After each horror like the one at Virginia Tech, we wonder how we might prevent the next one. Even as we do so, though, we know at some level how hard it is to prevent a person like Seung Cho from killing. He bought guns and ammo at a store. We could make that transaction more difficult — today, in fact, the NY Times has reported that federal law should have made it impossible for Cho to obtain those guns — but every time we make it harder to purchase guns we increase the burden on many thousands of unthreatening gun buyers and dealers, without measurably reducing the threat posed by men like Seung Cho.
According to a NY Times column this week, there are 200 million guns floating around the U.S.; he would have been able to get guns somewhere.
Meanwhile, all the university and the police knew about him was that Cho had been accused of stalking, and had written two bad plays that relied on profanity and violence as their theme. While stalking is reprehensible, most stalkers do not go on to massacre people, and our society have decided not to regard stalking as an offense worthy of years of imprisonment. Nor would imprisonment necessarily protect us, if we used it; it could easily embitter a man like Cho further, while enhancing his criminal skills, making him all the more dangerous by the time he left.

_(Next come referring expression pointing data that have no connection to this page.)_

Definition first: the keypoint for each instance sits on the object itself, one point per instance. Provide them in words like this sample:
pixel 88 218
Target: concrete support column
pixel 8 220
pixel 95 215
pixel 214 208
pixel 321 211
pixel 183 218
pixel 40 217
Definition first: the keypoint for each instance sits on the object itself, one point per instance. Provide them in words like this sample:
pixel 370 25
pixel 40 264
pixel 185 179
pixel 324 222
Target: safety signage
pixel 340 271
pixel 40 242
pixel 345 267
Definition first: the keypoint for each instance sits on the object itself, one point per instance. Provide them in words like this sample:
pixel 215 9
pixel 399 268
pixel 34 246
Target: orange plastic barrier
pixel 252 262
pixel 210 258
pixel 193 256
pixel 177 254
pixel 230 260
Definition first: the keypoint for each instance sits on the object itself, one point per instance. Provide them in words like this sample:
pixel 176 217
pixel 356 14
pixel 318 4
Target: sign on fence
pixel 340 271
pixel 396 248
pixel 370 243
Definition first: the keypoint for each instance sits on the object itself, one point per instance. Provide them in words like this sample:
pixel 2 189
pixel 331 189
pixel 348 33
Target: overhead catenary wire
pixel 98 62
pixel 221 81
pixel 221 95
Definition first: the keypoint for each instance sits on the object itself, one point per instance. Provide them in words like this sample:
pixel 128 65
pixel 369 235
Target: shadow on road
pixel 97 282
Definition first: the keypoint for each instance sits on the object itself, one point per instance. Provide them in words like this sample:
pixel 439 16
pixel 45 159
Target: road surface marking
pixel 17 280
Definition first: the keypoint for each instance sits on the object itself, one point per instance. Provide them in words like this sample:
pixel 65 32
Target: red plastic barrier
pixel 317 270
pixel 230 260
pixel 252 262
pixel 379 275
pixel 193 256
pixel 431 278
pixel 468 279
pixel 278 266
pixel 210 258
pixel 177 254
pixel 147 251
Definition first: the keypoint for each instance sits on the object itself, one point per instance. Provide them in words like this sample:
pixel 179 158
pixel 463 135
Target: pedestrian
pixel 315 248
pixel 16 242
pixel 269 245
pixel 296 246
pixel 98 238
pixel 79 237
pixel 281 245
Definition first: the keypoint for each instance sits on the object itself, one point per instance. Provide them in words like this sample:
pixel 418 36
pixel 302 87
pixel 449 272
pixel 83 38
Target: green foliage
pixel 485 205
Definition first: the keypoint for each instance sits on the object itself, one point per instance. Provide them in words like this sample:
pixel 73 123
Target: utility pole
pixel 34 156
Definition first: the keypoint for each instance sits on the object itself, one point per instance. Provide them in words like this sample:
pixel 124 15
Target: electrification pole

So we are faced with bad choices: Imprison all those we deem ‘scary,’ commit them to psychiatric hospitals for indefinite periods, or do nothing. A glance around most major metropolises would reveal a number of people who seem ‘scary’; locking all of them up would be as immoral as it would be impractical.
And yet, as attorney Marcel Florrestal and I were just discussing, technology gives us an option. We could do something that is both practical and moral — something that would protect innocent victims without locking up those who have committed no crime.
Here’s how it could work:
Each new gun could be equipped with a chip that would awaken only in the very near proximity of an electronic bracelet/RFID tag. When awakened, the chip would prevent the gun from firing.
For everyone who wasn’t wearing such a bracelet, the gun would work just fine.
Thus, young children could wear such bracelets, preventing them from firing their parents’ guns.
Parolees could wear them, until such time as they had proven themselves capable of acting in self-defense only.
Such a system would also give us a way to reduce the likelihood of massacres like the one at Blacksburg. It would not prevent them all, but it would surely prevent some.
Today, if you suspect that someone is dangerous, there’s very little you can do. You can notify someone of your fear, and the police or a psychiatrist may talk with them. But unless the person is deemed to be an imminent threat, the state is not permitted to lock them up. And in many cases, even the most suspicious person is not ready to ask that a ‘scary’ person be locked up. We just want to know that he or she, but usually he, is not allowed to harm us. As of today we have no way of reducing that threat without infringing on civil liberties.
Here’s what we could do instead: If an institution, whether a university or a place of employment like a post office, decided that someone might be dangerous, it could ask that person to submit to an evaluation by two trained professionals. If the professionals agreed that the person was a threat, the bracelet could be put on, with the force of law.
The suspect would be otherwise free to conduct his or her, but usually his, business. The bracelet could be made sufficiently unobtrusive so that there would be no social stigma. Its removal, however, would signal the police department to respond immediately. And as long as he wore the bracelet, the suspect would be unable to fire any new weapon.
Retrofitting old weapons would be expensive — perhaps too expensive for the law to require it. Such a system would still allow some killers to kill; no system can prevent murder. But it would make it harder, while preserving the rights of law-abiding, non-threatening citizens to bear and use arms.
To reduce the likelihood that such a decision would be influenced by racial bias, at least one of the two professionals would have to share the same race as the suspect.
Some may take an odd comfort in the notion that there’s nothing we can do to keep scary people away from weapons. But advances in technology have made it possible for us to do more than we were able to do before. It’s worth a shot.